La lettera di contestazione

Il licenziamento, a pena di decadenza, deve essere impugnato entro 60 giorni che iniziano a decorrere dal giorno in cui il lavoratore ha ricevuto la lettera di comunicazione o, meglio, da quando detta comunicazione è pervenuta all’indirizzo del lavoratore. Viene fatta salva la dimostrazione, da parte di quest’ultimo, che egli, senza sua colpa, è stato impossibilitato ad avere conoscenza della lettera di licenziamento [1].

Se il licenziamento avvenisse in forma orale, esso sarebbe del tutto inesistente. In tal caso la decadenza non si applicherebbe e il lavoratore potrebbe agire per far dichiarare l’inefficacia del licenziamento orale senza l’onere di previa impugnativa stragiudiziale. Il solo termine da rispettare è quello di prescrizione di cinque anni [2].

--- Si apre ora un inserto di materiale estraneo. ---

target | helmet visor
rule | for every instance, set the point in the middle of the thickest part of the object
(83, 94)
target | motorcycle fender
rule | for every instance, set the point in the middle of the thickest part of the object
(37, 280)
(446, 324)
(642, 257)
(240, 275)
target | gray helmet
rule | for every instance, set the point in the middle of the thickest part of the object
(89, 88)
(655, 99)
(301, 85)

L’impugnazione, che, come detto, deve avvenire entro 60 giorni, consiste in una lettera spedita con raccomandata a.r. o con posta elettronica certificata, all’azienda o al datore di lavoro, con cui si contesta formalmente il licenziamento, senza necessità di entrare nel merito delle ragioni della contestazione.

È necessario che la spedizione della contestazione avvenga entro 60 giorni dalla comunicazione del licenziamento, anche se tale missiva venga ricevuta dal datore di lavoro oltre detto termine. Così, per esempio, il lavoratore ben potrebbe portare la raccomandata all’ufficio posta il 59mo giorno, anche se l’azienda la riceve il 65mo giorno.

La causa contro il datore di lavoro

È necessario che nei successivi 180 giorni dall’invio della suddetta contestazione, il lavoratore:

  • avvii la causa contro il datore, ossia depositi in tribunale il ricorso giudiziale;
  • oppure comunichi alla controparte l’eventuale richiesta di tentativo di conciliazione o arbitrato.

Come detto, tale termine di 180 giorni fissato dalla legge per agire in giudizio contro un licenziamento decorre dalla data di spedizione dell’impugnazione del licenziamento e non dal momento in cui tale comunicazione è stata ricevuta dal datore di lavoro.

Questo il principio di diritto – di rilevante impatto pratico, ai fini della corretta instaurazione delle controversie di lavoro in tema di licenziamenti – affermato dalla Cassazione [3].

Così, ricapitola la Suprema Corte, il lavoratore che abbia rispettato il primo termine (trasmettendo l’impugnazione entro 60 giorni), rimane comunque assoggettato, sempre a pena di decadenza, all’obbligo di attivare la causa, con la precisazione che questo ulteriore termine (180 giorni) comincia a decorrere dalla spedizione dell’impugnativa. Una soluzione, concludono i giudici, coerente con la volontà di velocizzare il procedimento e che nel contempo «non lede in alcun modo il diritto di difesa del lavoratore, che, anzi, è perfettamente in grado di sapere quale sia il giorno per l’instaurazione della fase giudiziaria».

Ben potrebbe essere che il primo atto con cui il lavoratore impugni il licenziamento sia un ricorso giudiziale: in tal caso, per evitare la decadenza, non è sufficiente il solo deposito del ricorso nella cancelleria del tribunale, ma è necessaria anche la notifica al datore di lavoro [4].